Carl Mulleneaux

No. 19, 7
- Position: End

Personal information
- Born: September 16, 1914 Phoenix, Arizona, U.S.
- Died: January 23, 1995 (aged 80) Chico, California, U.S.
- Listed height: 6 ft 3 in (1.91 m)
- Listed weight: 209 lb (95 kg)

Career information
- High school: Phoenix Union
- College: Utah State (1933-1936)
- NFL draft: 1938: undrafted

Career history

Playing
- Green Bay Packers (1938–1941); Great Lakes Navy (1942); Bainbridge (c. 1943); Los Angeles Bulldogs (1945); Green Bay Packers (1945–1946);

Coaching
- Football Great Lakes Navy (1942) Ends coach; Bainbridge (c. 1943) Assistant coach; Saint Louis (1947) Ends coach; Arizona (1948–1949) Line coach; Texas Tech (1950) Line coach; Fullerton (1953) Ends coach; Santa Monica (1954–?) Backfield coach; Golf Santa Monica (1954–?) Head coach;

Awards and highlights
- NFL champion (1939); 2× Pro Bowl (1939, 1940); Green Bay Packers Hall of Fame (1983);

Career NFL statistics
- Receptions: 44
- Receiving yards: 850
- Receiving touchdowns: 11
- Stats at Pro Football Reference

= Carl Mulleneaux =

American football player (1914–1995)

Carl Kenneth "Moose" Mulleneaux (September 16, 1914 – January 23, 1995) was an American professional football player and coach. He played professionally as an end in the National Football League (NFL) for six seasons with the Green Bay Packers, from 1938 to 1941 and 1945 to 1946). He was inducted into the Green Bay Packers Hall of Fame in 1983. Mulleneaux's brother Lee Mulleneaux also played briefly for the Packers.

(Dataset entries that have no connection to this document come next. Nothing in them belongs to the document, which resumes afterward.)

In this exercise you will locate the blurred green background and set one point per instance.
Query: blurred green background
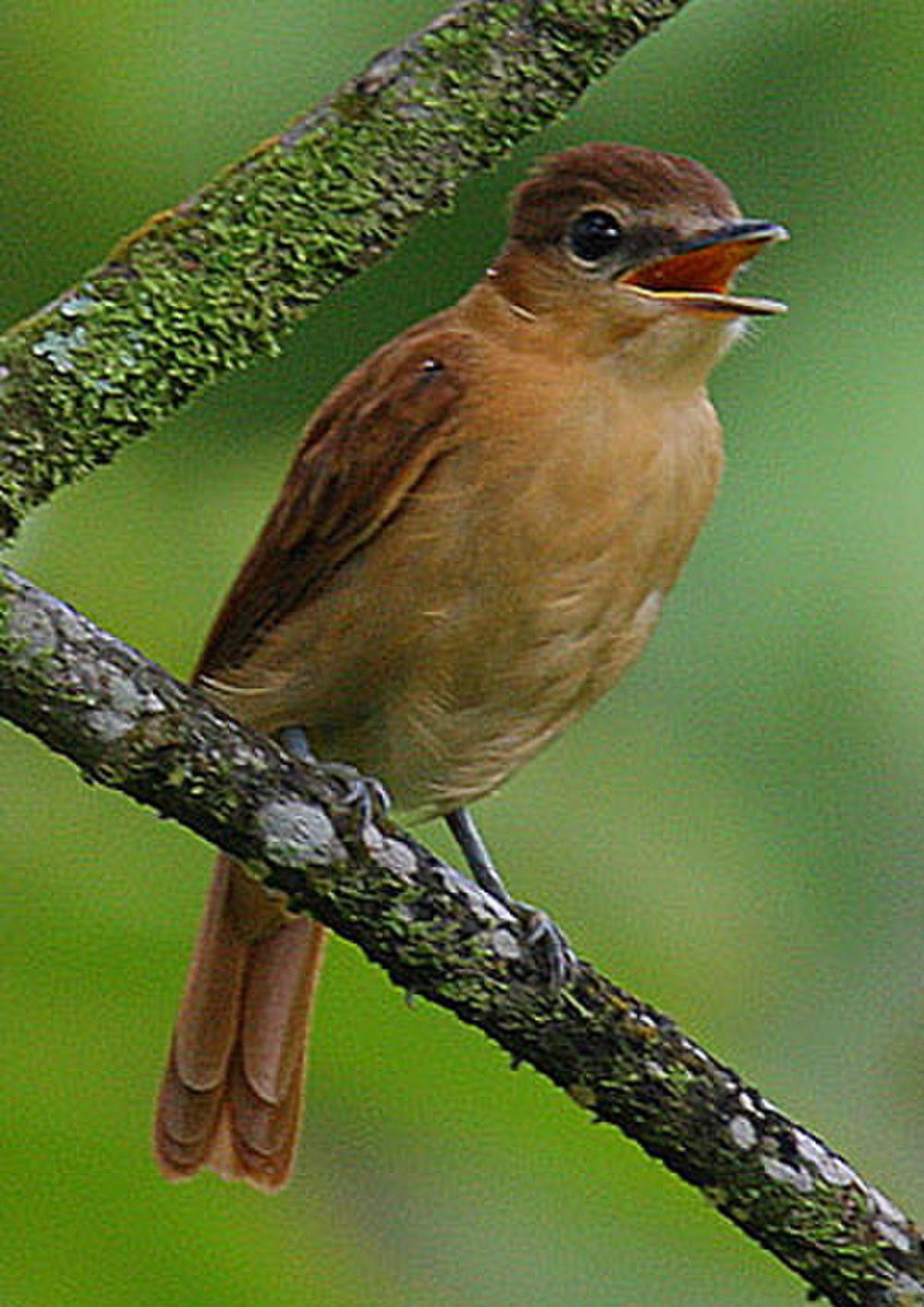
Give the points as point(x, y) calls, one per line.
point(737, 833)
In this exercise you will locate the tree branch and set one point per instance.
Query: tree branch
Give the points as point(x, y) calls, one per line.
point(127, 725)
point(205, 287)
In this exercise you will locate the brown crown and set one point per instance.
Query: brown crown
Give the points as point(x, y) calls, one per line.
point(645, 180)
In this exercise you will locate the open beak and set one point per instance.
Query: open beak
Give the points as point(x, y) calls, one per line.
point(699, 274)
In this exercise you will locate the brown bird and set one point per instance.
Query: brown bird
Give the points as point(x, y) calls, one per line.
point(472, 545)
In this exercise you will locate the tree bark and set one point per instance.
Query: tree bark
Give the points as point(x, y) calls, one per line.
point(127, 725)
point(205, 287)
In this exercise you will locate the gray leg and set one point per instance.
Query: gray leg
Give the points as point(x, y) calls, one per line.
point(542, 934)
point(467, 836)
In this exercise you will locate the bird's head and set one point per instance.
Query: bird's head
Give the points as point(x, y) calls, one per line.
point(633, 250)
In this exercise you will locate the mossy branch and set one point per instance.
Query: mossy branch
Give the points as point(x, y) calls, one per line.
point(210, 284)
point(127, 725)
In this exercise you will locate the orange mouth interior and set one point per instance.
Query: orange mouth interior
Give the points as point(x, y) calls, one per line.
point(706, 269)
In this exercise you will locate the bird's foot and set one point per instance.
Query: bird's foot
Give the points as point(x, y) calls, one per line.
point(366, 795)
point(545, 944)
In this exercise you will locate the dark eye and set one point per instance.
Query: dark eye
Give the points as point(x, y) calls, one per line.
point(595, 236)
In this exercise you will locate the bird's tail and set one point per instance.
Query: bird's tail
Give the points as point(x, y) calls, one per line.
point(232, 1092)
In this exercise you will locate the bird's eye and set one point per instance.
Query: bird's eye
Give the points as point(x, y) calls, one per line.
point(593, 236)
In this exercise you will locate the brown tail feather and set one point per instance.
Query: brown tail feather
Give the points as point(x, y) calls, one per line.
point(232, 1093)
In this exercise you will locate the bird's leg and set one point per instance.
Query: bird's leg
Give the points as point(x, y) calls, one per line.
point(368, 795)
point(542, 934)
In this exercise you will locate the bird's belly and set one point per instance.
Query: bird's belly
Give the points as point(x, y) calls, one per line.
point(463, 729)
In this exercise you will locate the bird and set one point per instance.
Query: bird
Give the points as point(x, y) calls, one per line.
point(473, 543)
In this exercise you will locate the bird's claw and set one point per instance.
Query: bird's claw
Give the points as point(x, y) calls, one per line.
point(365, 794)
point(546, 946)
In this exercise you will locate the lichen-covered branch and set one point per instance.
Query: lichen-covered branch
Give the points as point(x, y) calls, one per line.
point(127, 725)
point(207, 285)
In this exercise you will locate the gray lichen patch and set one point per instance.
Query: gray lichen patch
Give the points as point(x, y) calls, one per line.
point(30, 633)
point(298, 834)
point(743, 1132)
point(796, 1177)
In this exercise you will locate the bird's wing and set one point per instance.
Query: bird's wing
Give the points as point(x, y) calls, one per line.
point(368, 446)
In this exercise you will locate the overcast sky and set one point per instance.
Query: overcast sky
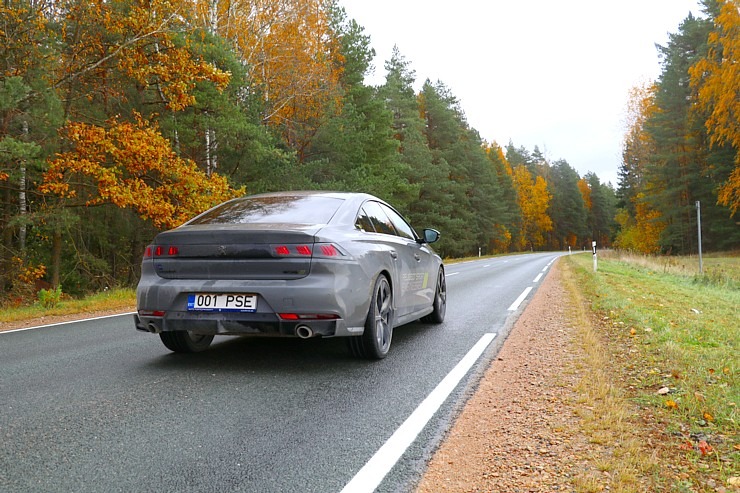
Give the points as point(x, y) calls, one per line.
point(548, 73)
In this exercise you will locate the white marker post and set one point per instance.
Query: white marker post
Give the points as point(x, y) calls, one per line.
point(596, 266)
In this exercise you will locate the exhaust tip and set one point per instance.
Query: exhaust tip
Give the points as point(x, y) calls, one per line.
point(304, 331)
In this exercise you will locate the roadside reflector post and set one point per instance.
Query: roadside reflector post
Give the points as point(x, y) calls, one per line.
point(698, 227)
point(593, 246)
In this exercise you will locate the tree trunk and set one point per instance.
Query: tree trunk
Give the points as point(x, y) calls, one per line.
point(56, 257)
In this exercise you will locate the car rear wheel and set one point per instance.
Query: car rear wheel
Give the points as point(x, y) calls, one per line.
point(181, 341)
point(375, 342)
point(440, 301)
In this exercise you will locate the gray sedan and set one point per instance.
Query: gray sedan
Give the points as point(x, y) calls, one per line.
point(291, 264)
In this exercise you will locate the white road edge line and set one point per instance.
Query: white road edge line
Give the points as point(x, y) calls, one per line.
point(372, 473)
point(65, 323)
point(519, 300)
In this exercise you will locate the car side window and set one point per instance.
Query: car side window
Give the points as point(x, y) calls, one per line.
point(364, 223)
point(402, 227)
point(379, 219)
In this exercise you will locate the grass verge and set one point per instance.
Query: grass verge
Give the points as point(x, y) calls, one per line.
point(663, 384)
point(113, 299)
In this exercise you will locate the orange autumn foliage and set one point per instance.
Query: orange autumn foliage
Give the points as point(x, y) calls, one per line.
point(534, 199)
point(139, 41)
point(132, 165)
point(291, 54)
point(717, 78)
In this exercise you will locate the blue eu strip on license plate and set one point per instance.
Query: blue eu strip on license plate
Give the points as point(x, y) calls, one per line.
point(222, 302)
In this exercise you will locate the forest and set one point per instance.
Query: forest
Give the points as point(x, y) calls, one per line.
point(121, 118)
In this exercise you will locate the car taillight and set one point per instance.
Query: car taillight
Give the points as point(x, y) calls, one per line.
point(316, 250)
point(161, 251)
point(292, 250)
point(308, 316)
point(328, 250)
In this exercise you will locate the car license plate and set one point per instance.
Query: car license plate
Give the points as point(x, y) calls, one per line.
point(222, 302)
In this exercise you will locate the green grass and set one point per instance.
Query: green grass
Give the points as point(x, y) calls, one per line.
point(676, 330)
point(113, 299)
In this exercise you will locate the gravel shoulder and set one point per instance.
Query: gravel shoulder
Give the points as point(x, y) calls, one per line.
point(517, 433)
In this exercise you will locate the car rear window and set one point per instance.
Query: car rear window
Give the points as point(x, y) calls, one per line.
point(286, 209)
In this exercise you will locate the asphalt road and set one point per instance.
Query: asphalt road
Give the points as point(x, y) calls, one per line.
point(97, 406)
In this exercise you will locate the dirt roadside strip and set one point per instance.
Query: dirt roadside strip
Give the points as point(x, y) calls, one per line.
point(551, 414)
point(520, 430)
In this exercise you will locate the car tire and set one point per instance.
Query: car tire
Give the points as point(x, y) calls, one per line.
point(439, 306)
point(182, 341)
point(375, 342)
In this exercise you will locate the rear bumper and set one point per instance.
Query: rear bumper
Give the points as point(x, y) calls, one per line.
point(256, 324)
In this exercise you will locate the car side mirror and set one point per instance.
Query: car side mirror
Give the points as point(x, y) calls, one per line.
point(430, 235)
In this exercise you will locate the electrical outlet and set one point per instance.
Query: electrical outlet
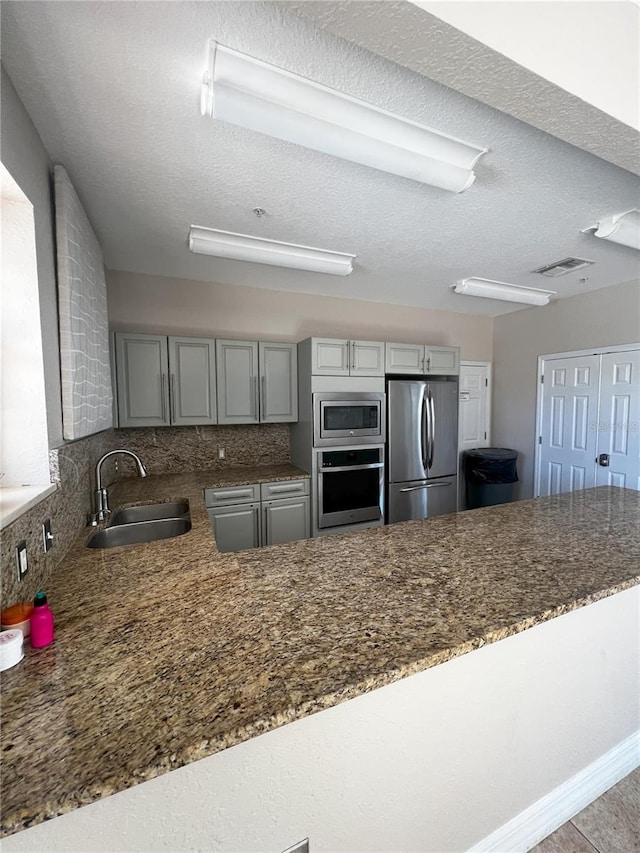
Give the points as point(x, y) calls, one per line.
point(21, 559)
point(47, 536)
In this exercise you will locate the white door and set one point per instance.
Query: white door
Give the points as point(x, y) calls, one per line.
point(473, 413)
point(570, 392)
point(618, 424)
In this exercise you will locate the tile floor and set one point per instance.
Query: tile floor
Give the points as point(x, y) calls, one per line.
point(611, 824)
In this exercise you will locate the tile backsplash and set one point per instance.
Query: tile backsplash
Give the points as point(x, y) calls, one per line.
point(174, 449)
point(72, 466)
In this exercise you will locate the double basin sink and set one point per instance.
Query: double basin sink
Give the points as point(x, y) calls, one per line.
point(135, 524)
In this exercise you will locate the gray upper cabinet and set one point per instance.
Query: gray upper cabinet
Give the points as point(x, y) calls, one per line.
point(329, 357)
point(257, 383)
point(442, 360)
point(142, 367)
point(405, 358)
point(163, 381)
point(192, 381)
point(338, 357)
point(237, 370)
point(421, 359)
point(278, 365)
point(367, 358)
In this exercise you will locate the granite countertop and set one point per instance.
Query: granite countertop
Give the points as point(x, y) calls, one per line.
point(168, 652)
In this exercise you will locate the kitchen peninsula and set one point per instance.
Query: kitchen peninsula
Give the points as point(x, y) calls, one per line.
point(169, 652)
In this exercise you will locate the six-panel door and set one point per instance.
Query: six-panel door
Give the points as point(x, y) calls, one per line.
point(143, 378)
point(192, 381)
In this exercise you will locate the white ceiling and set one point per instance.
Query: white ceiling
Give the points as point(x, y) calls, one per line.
point(113, 89)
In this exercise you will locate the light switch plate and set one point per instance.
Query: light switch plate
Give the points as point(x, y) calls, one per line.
point(21, 559)
point(47, 536)
point(300, 847)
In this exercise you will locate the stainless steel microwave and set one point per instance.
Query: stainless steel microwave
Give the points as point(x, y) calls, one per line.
point(348, 418)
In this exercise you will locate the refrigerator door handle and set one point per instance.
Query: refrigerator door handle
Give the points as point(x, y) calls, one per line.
point(425, 486)
point(432, 435)
point(424, 432)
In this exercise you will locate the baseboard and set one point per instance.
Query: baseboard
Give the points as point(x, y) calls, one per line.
point(529, 827)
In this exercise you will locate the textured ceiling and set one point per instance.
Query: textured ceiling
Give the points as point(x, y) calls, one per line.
point(113, 89)
point(423, 43)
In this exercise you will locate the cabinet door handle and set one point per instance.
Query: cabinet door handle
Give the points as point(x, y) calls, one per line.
point(163, 381)
point(256, 410)
point(172, 398)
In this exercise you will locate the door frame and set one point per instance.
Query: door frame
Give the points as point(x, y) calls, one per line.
point(541, 363)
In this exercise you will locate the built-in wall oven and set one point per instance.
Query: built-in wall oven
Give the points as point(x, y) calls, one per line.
point(348, 418)
point(350, 486)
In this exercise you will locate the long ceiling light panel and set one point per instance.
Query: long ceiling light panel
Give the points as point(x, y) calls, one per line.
point(501, 290)
point(623, 228)
point(258, 250)
point(248, 92)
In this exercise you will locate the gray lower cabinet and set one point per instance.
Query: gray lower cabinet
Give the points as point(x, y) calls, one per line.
point(285, 520)
point(236, 527)
point(240, 520)
point(163, 380)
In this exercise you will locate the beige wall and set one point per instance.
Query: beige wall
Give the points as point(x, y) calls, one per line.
point(601, 318)
point(149, 303)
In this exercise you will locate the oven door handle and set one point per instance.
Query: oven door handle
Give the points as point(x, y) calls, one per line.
point(329, 469)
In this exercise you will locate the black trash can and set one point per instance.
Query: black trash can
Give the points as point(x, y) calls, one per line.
point(490, 474)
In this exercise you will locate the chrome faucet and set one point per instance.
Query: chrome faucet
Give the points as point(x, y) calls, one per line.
point(101, 495)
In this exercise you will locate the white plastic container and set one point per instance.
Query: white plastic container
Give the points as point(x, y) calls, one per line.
point(11, 652)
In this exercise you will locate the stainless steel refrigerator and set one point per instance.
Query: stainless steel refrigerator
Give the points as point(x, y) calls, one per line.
point(422, 447)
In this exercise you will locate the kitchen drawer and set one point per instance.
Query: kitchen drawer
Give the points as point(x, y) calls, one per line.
point(286, 489)
point(232, 495)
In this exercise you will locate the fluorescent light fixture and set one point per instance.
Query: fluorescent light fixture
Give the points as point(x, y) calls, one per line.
point(248, 92)
point(501, 290)
point(258, 250)
point(623, 228)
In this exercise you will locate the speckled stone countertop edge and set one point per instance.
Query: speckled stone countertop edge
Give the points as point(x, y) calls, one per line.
point(293, 708)
point(297, 711)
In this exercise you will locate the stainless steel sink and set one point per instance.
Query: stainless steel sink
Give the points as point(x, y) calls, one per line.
point(149, 512)
point(139, 531)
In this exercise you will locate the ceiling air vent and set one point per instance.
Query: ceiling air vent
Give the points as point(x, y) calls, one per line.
point(563, 267)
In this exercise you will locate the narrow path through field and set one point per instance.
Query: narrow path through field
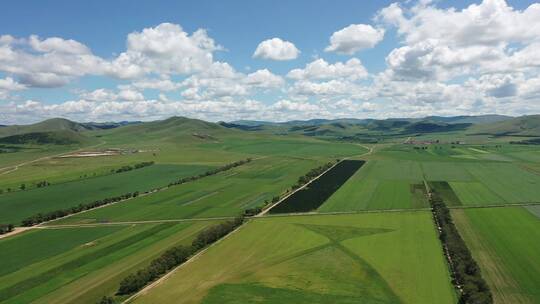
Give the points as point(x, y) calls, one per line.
point(190, 260)
point(16, 167)
point(370, 150)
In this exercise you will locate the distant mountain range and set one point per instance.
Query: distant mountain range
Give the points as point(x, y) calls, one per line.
point(64, 131)
point(479, 119)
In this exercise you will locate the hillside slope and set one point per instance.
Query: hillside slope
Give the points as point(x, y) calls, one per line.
point(521, 126)
point(49, 125)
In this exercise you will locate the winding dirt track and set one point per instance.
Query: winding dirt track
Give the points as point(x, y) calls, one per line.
point(16, 167)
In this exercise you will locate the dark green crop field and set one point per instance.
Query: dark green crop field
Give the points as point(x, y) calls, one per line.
point(316, 193)
point(16, 206)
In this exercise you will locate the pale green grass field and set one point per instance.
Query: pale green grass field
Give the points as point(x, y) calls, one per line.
point(366, 258)
point(505, 241)
point(80, 265)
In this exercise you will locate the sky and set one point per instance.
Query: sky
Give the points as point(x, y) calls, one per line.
point(267, 60)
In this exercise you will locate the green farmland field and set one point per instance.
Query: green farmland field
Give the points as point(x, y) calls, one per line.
point(380, 184)
point(505, 242)
point(16, 206)
point(80, 265)
point(367, 258)
point(224, 194)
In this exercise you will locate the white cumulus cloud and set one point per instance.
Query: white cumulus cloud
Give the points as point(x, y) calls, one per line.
point(354, 38)
point(276, 49)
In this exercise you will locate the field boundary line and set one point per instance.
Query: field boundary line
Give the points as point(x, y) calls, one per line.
point(82, 225)
point(314, 213)
point(155, 190)
point(170, 273)
point(495, 206)
point(16, 166)
point(265, 211)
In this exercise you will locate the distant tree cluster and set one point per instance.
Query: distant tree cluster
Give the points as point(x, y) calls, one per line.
point(40, 217)
point(5, 228)
point(134, 167)
point(306, 178)
point(42, 184)
point(49, 216)
point(534, 141)
point(319, 190)
point(302, 180)
point(106, 300)
point(210, 172)
point(174, 257)
point(466, 273)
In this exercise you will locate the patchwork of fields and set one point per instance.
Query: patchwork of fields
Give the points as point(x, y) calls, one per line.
point(380, 258)
point(82, 264)
point(18, 205)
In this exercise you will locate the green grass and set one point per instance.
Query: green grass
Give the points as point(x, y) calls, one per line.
point(91, 266)
point(365, 258)
point(224, 194)
point(16, 206)
point(380, 184)
point(504, 241)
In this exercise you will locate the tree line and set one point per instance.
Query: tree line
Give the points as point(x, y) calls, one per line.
point(5, 228)
point(45, 183)
point(210, 172)
point(466, 273)
point(43, 217)
point(134, 167)
point(302, 180)
point(174, 257)
point(49, 216)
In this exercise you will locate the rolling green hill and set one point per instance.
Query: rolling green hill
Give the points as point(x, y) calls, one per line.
point(61, 137)
point(49, 125)
point(521, 126)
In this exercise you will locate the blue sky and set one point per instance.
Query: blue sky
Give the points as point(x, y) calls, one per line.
point(405, 67)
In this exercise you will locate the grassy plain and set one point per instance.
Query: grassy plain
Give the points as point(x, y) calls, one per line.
point(80, 265)
point(225, 194)
point(364, 258)
point(505, 241)
point(16, 206)
point(380, 184)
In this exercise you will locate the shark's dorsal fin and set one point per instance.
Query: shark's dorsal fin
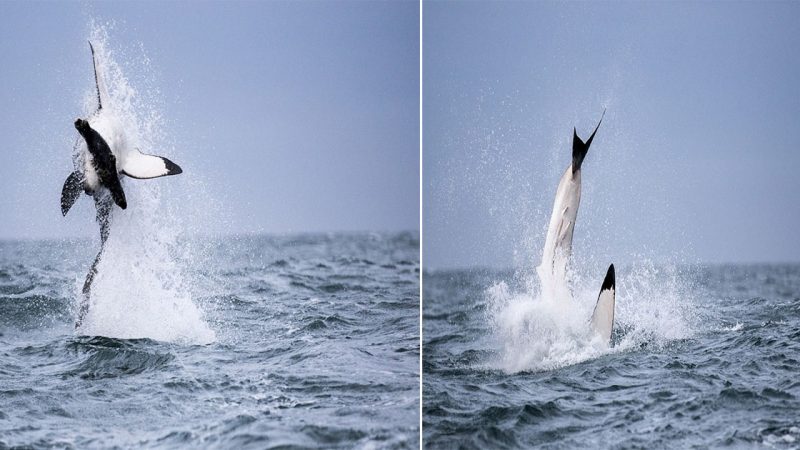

After retiring from the Packers in 1946 due to injuries, in particular a vicious hit delivered by John Schiechl during a punt return, Mulleneaux coached football at Saint Louis University, Texas Tech University, the University of Arizona, Fullerton College, and Santa Monica College. Mulleneaux was part of the coaching staff that took the 1958 Santa Monica Corsairs football team to an undefeated season and a victory in the Junior Rose Bowl. Mulleneaux also served as the golf coach at Santa Monica College for many years.

After retiring from coaching, Mulleneaux returned to the Phoenix, Arizona area and was active in National Football League Alumni charity functions.